When you decide you want something in-house, you can buy Pivotal Cloud Foundry with all the support bells and whistles. Or you can just use the standard cf-release repo and deploy it to you own OpenStack or vSphere environment. Or on AWS. Or on Azure. Or some mixture of the above.

[1] http://lattice.cf

[2] https://run.pivotal.io

[3] https://console.ng.bluemix.net/

[4] https://www.ctl.io/appfog/

[5] http://www.anynines.com/

[6] https://www.swisscom.ch/en/business/enterprise/offer/cloud-d...

Edit: I'd be interested in hearing why people object to this comment.

> Anyhow. If you just want to see quickly if CF fits your needs, the place to go is Lattice[1], explicitly designed to be installable on a laptop.

The issue is not whether or not CF can meet my needs, but that it is crazily complex. That it is complex enough that there's a need for a separat setup "explicily designed to be installable on a laptop" is to me an admission that CF is flawed from the outset. I don't care if it's' installable on a laptop, incidentally, I do all my development and testing and experimentations on setups that matches (in architecture anyway) the environments I'll deploy to. Exactly because I refuse to follow a setup built to be easy to get up on a dev machine only to find out that the full production deployment ends up being totally different (a lot of software fails here).

> In the meantime, you can let Pivotal host you on Pivotal Web Services[2].

No, I can't. It's not remotely cost effective for the types of things I do.
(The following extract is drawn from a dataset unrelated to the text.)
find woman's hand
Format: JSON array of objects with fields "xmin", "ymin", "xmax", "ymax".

E.g. for one client I currently part-time manage a private cloud environment with abou 150 containers. Firstly, none of Pivotals options offer enough CPU or memory for us to be able to run it on 150 of the 2GB container options (it'd be more like 500+ at that size), but even if 150 was enough, the estimated cost for that would be substantially more than what it costs to lease racks + power + bandwidth + leasing costs on all the hardware + charging the cost of hardware upgrades/maintainenance and the cost of server admin. With more realistic container counts, it'd bankrupt the company in question.

> and deploy it to you own OpenStack or vSphere environment. Or on AWS. Or on Azure. Or some mixture of the above.
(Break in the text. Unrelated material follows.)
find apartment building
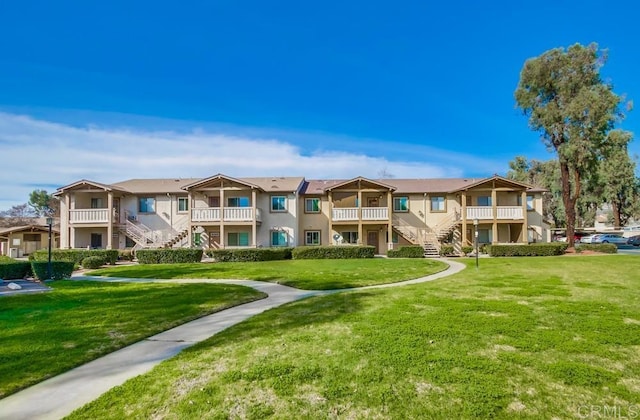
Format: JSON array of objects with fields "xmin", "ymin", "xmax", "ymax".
[{"xmin": 55, "ymin": 174, "xmax": 549, "ymax": 254}]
The complexity and/or cost of these options makes CF massive unattractive for me. I'm just in the process of cutting a clients hosting costs by about 80% by ditching AWS for a setup on managed servers, for example, and the full deployment of all the infrastructure we need is substantially simpler than just deploying a "bare" OpenStack deployment, and certainly nothing like putting CF on top. They can afford an awful lot of my time to help implement additional functionality for what they save by that move.

"That it is complex enough that there's a need for a separat setup "explicily designed to be installable on a laptop" is to me an admission that CF is flawed from the outset."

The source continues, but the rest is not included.